17 One of the possible reasons could be that the numbers of cells that remain viable in the tissue are very low for any kind of in-vitro adjustment or have lost their stem (like) cells that could establish cell cultures. This is also supported by the results of histopathology studies, which showed extensive loss of tissue architecture and loss of CD117 staining. The evidence provided in this study is a rare and novel finding, which shows impairment in structure and function of human lacrimal gland after radiation with loss of stem cells.
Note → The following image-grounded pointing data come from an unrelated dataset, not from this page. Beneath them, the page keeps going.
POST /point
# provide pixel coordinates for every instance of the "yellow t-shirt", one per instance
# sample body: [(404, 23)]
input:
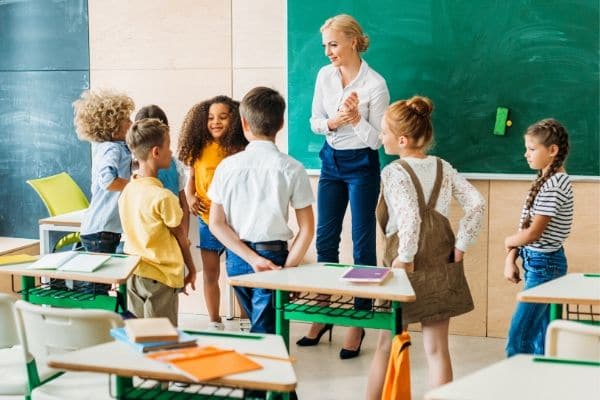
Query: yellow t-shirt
[(147, 212), (204, 170)]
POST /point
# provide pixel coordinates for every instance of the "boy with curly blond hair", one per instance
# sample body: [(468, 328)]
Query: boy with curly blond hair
[(102, 117)]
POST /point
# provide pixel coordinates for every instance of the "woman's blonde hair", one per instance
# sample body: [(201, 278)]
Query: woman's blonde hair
[(348, 26), (412, 118), (100, 113)]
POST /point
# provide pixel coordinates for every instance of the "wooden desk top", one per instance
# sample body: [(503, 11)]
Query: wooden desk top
[(520, 378), (568, 289), (68, 219), (115, 270), (11, 245), (326, 280), (120, 359)]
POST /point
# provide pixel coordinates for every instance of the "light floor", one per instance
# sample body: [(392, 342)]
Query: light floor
[(323, 376)]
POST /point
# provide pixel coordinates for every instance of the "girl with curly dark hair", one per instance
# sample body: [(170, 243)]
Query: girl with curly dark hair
[(211, 131)]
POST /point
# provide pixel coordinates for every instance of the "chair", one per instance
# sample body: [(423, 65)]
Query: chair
[(571, 339), (45, 331), (60, 194), (13, 379)]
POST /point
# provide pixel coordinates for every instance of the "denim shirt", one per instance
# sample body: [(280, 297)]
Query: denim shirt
[(110, 160)]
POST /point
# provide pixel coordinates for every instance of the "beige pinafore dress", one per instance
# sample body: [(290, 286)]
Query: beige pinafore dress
[(439, 283)]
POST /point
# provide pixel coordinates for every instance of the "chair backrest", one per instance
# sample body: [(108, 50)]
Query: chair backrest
[(571, 339), (8, 326), (46, 331), (60, 193)]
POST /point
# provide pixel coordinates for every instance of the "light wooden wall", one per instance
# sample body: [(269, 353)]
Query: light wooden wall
[(179, 52)]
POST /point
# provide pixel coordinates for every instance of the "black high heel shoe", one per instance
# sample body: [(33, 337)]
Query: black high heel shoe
[(346, 354), (306, 341)]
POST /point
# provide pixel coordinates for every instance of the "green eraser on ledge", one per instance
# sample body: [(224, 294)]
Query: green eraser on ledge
[(501, 118)]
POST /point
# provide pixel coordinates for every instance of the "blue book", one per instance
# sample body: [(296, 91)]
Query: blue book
[(185, 340)]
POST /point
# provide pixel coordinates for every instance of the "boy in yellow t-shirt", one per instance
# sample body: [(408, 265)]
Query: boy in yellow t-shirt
[(151, 219)]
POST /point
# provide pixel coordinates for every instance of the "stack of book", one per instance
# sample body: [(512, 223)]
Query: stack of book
[(151, 334)]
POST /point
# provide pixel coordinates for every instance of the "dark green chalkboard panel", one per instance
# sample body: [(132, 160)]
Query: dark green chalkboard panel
[(44, 35), (44, 67), (37, 139), (538, 58)]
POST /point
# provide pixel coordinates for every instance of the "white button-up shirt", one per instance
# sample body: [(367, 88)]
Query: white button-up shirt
[(256, 187), (329, 96)]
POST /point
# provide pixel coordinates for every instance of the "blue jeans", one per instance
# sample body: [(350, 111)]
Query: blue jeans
[(527, 332), (257, 303), (100, 242), (208, 241), (348, 176)]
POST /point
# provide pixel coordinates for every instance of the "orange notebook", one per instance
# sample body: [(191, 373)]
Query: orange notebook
[(206, 363)]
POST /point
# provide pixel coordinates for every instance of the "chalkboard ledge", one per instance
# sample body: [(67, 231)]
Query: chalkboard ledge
[(497, 177)]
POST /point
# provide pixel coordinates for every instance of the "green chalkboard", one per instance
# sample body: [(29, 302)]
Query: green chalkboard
[(44, 67), (538, 58)]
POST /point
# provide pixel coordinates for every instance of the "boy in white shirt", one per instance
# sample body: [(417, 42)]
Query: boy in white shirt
[(251, 193)]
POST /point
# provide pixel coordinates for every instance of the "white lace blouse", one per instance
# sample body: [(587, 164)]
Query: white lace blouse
[(403, 207)]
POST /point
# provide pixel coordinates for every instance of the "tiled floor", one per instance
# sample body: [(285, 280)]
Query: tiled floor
[(322, 375)]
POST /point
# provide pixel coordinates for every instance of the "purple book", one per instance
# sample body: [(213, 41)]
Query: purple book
[(366, 274)]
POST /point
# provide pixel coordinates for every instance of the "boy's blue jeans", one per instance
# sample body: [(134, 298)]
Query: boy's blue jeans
[(348, 176), (257, 303), (527, 332)]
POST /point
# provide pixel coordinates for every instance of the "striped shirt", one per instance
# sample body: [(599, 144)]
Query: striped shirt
[(555, 200)]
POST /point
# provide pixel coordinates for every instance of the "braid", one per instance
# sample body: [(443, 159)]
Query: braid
[(548, 132)]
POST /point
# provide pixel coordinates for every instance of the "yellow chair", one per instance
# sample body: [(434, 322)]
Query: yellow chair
[(60, 194)]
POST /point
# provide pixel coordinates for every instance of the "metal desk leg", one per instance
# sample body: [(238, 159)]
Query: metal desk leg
[(123, 386), (555, 311), (27, 283), (44, 239), (396, 322), (122, 293), (282, 326)]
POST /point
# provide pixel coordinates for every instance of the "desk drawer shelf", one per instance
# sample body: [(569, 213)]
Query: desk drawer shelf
[(60, 296)]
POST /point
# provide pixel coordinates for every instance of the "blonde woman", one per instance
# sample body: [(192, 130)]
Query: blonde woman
[(349, 101)]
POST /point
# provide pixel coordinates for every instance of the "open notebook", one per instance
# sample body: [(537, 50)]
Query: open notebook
[(71, 261)]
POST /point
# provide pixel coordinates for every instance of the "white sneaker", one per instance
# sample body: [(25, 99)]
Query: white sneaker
[(215, 326)]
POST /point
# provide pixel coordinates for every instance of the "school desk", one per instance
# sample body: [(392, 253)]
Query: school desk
[(324, 278), (578, 289), (114, 271), (120, 359), (69, 222), (522, 378), (10, 246)]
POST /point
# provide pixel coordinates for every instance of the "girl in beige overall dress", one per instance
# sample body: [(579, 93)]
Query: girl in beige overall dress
[(412, 211)]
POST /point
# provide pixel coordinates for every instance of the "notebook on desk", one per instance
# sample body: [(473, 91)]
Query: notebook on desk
[(375, 275), (71, 261)]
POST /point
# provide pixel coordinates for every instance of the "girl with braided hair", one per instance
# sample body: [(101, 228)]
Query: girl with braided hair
[(545, 223)]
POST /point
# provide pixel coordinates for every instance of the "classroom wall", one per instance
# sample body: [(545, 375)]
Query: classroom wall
[(198, 49)]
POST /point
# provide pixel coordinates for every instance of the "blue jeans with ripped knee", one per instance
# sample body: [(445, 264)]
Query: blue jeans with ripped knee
[(527, 332)]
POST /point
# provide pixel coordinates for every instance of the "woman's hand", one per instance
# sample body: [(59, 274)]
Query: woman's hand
[(408, 267)]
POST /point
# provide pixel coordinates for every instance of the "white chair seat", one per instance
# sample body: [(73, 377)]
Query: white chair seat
[(75, 386), (13, 377)]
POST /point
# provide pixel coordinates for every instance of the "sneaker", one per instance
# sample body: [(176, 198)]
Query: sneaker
[(245, 325), (215, 326)]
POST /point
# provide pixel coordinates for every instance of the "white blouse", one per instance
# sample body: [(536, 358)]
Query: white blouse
[(373, 96), (403, 206)]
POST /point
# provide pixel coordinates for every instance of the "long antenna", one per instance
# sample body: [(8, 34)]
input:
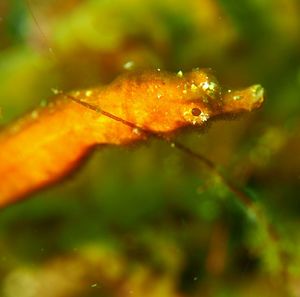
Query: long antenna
[(30, 9), (243, 198)]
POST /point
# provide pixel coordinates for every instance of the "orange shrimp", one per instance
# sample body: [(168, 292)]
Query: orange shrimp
[(47, 144)]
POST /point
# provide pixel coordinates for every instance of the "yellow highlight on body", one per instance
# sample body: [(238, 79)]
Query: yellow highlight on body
[(47, 144)]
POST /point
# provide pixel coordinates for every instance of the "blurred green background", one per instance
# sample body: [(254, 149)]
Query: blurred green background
[(147, 220)]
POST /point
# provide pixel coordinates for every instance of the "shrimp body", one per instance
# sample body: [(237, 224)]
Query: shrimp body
[(50, 142)]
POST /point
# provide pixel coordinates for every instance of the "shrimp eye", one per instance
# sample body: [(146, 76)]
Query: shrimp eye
[(196, 112)]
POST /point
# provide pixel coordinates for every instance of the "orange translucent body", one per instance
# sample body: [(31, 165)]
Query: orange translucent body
[(46, 145)]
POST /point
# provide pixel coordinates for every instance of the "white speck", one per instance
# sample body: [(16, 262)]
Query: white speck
[(180, 74), (88, 93), (204, 116), (43, 103), (34, 114), (136, 131), (128, 65), (194, 88), (56, 91), (237, 97), (208, 86), (204, 85)]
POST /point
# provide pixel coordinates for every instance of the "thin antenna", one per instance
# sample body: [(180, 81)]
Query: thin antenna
[(243, 198), (30, 9)]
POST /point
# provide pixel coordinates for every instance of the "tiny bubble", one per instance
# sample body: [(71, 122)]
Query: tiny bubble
[(237, 97), (34, 114), (88, 93), (196, 112), (180, 73), (136, 131), (128, 65), (43, 103), (194, 88), (56, 91)]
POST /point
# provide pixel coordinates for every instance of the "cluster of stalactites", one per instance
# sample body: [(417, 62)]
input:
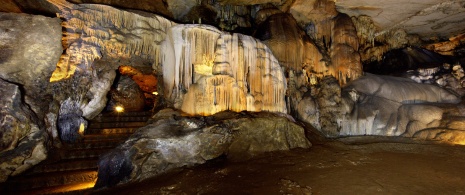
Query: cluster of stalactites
[(119, 33), (345, 59), (212, 71)]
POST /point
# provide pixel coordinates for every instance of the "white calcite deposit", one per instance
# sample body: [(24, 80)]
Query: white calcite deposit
[(206, 71)]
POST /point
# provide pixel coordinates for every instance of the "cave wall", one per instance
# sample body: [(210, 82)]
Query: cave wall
[(29, 50), (304, 51)]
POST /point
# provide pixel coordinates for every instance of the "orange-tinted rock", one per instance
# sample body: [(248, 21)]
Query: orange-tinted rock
[(146, 82), (447, 47), (345, 59)]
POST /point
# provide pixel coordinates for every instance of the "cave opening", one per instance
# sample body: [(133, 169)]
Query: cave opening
[(134, 89)]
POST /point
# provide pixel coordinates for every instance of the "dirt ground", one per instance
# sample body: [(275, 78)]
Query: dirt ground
[(345, 166)]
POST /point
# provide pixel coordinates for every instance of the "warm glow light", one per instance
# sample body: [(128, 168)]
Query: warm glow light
[(119, 109), (81, 129)]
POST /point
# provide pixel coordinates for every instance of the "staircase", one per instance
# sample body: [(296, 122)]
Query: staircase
[(73, 168)]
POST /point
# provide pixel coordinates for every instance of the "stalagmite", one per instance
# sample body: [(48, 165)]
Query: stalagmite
[(204, 69), (345, 58), (210, 71)]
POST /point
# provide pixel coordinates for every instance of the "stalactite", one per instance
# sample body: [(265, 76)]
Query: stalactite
[(244, 75), (117, 32)]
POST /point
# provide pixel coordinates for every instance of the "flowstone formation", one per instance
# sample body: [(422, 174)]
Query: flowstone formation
[(29, 50), (226, 72), (22, 141), (171, 141)]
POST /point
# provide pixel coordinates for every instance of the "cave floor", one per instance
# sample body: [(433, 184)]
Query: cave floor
[(346, 166)]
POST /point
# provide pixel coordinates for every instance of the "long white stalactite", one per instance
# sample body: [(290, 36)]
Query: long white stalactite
[(210, 71)]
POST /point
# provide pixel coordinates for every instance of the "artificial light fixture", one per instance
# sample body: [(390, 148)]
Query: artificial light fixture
[(119, 109), (81, 129)]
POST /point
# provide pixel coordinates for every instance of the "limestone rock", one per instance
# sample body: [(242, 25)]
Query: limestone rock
[(179, 8), (172, 141), (98, 39), (329, 102), (29, 51), (291, 46), (127, 94), (70, 123), (391, 106), (345, 59), (427, 18), (314, 11), (22, 141), (248, 2), (227, 72), (401, 90), (157, 6), (447, 47)]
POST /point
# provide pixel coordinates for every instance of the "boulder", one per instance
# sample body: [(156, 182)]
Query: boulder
[(30, 47), (22, 142), (392, 106), (171, 141)]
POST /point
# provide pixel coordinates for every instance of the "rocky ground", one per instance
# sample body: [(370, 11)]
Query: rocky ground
[(359, 165)]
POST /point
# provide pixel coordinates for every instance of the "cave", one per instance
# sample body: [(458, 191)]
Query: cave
[(232, 97)]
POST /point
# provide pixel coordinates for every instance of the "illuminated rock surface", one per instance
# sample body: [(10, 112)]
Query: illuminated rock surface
[(126, 94), (22, 141), (29, 50), (172, 141), (226, 72), (392, 106)]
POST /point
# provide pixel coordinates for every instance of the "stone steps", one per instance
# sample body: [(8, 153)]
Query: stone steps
[(74, 166)]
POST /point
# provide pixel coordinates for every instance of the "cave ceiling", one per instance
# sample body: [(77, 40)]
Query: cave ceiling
[(427, 18)]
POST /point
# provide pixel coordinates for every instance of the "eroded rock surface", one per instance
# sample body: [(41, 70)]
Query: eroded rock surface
[(22, 142), (30, 47), (392, 106), (171, 141)]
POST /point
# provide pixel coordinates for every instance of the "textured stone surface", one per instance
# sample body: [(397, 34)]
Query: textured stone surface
[(173, 141), (392, 106), (153, 6), (22, 142), (206, 71), (126, 94), (30, 47), (291, 46), (427, 18)]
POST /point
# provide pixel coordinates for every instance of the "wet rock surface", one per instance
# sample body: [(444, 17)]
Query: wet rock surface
[(22, 142), (30, 47), (362, 165), (172, 141)]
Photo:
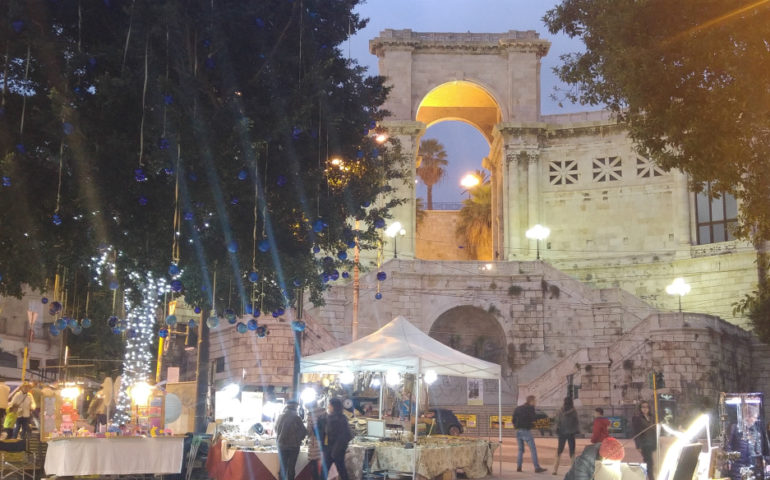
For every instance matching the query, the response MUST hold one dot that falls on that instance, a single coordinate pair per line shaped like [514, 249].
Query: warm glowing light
[678, 287]
[469, 181]
[140, 392]
[347, 377]
[538, 232]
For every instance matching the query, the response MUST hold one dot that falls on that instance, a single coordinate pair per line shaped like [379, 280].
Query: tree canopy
[189, 133]
[686, 78]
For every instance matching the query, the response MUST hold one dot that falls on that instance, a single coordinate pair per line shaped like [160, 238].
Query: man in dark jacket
[523, 421]
[290, 431]
[337, 437]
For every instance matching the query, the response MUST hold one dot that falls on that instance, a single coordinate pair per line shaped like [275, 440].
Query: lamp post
[469, 181]
[678, 287]
[538, 232]
[394, 231]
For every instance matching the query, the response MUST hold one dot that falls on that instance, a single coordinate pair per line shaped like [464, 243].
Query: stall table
[70, 456]
[236, 464]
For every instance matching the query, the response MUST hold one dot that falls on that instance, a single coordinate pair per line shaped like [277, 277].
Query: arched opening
[458, 223]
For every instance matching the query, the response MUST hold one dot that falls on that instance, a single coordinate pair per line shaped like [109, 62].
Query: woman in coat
[645, 436]
[567, 426]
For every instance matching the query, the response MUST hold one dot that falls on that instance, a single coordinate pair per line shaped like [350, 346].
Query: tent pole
[500, 423]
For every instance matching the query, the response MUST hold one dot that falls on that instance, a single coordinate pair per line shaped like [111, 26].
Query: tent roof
[401, 346]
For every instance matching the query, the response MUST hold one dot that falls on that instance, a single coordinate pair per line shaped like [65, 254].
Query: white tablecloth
[114, 456]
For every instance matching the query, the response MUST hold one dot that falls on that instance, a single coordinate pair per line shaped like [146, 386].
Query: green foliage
[685, 77]
[432, 167]
[137, 113]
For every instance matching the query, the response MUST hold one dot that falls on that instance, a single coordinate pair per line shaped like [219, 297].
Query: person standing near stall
[337, 438]
[645, 436]
[567, 426]
[290, 431]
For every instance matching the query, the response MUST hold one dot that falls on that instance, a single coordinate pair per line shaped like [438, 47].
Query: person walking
[601, 427]
[316, 430]
[523, 421]
[290, 431]
[23, 404]
[645, 436]
[337, 438]
[567, 426]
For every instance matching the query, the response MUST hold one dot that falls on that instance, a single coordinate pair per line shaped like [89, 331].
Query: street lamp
[394, 231]
[678, 287]
[538, 232]
[469, 181]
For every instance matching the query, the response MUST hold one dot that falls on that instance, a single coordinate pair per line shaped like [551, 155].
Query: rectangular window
[219, 366]
[716, 217]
The present study also has its set of limitations. One of the major limitations is the lack of subjective patient responses to dry eye questionnaire. Since dry eye has both subjective as well as objective signs, both of them need to be evaluated in order to come to a robust conclusion. It is possible that in patients with ocular malignancies or aggressive benign tumors, the primary focus would be on these rather than the dry eye symptoms; hence, these did not come up as an important presenting symptom in the postoperative checkups and noted in the medical records. Also being a retrospective study, we could only look at the objective signs of dry eye documented in the records. Prospective studies using more than one test to confirm DES could add value to this study. Another limitation of the study is the use of normal contralateral eye of the patients. Since it is difficult to recruit normal age-matched controls for a study, we had to resort to the use of contralateral eye as control in this study. The number of lacrimal gland specimens evaluated in this study for postradiation damage is low, however, considering the nature of the specimen and the rarity of such conditions makes it a valuable contribution.
In summary, the present study documents that orbital radiotherapy, using the current practice patterns and shielding, is associated with development of ADDE in nearly half of the patients with one-sixth of them exhibiting severe ADDE. The clinical and the morphologic data suggest that this irreversible and progressive ADDE is possibly due to the widespread atrophic changes that occur in postradiated lacrimal gland and that lead to loss of regenerative capacity of the lacrimal gland. The high prevalence of ADDE following best practices of orbital radiotherapy warrants exploring possibility of pretherapy banking of tissues, similar to the current practices of tissue bio-banking in patients undergoing radiotherapy for various malignant conditions so as to explore the potential of cell replacement therapy in the future.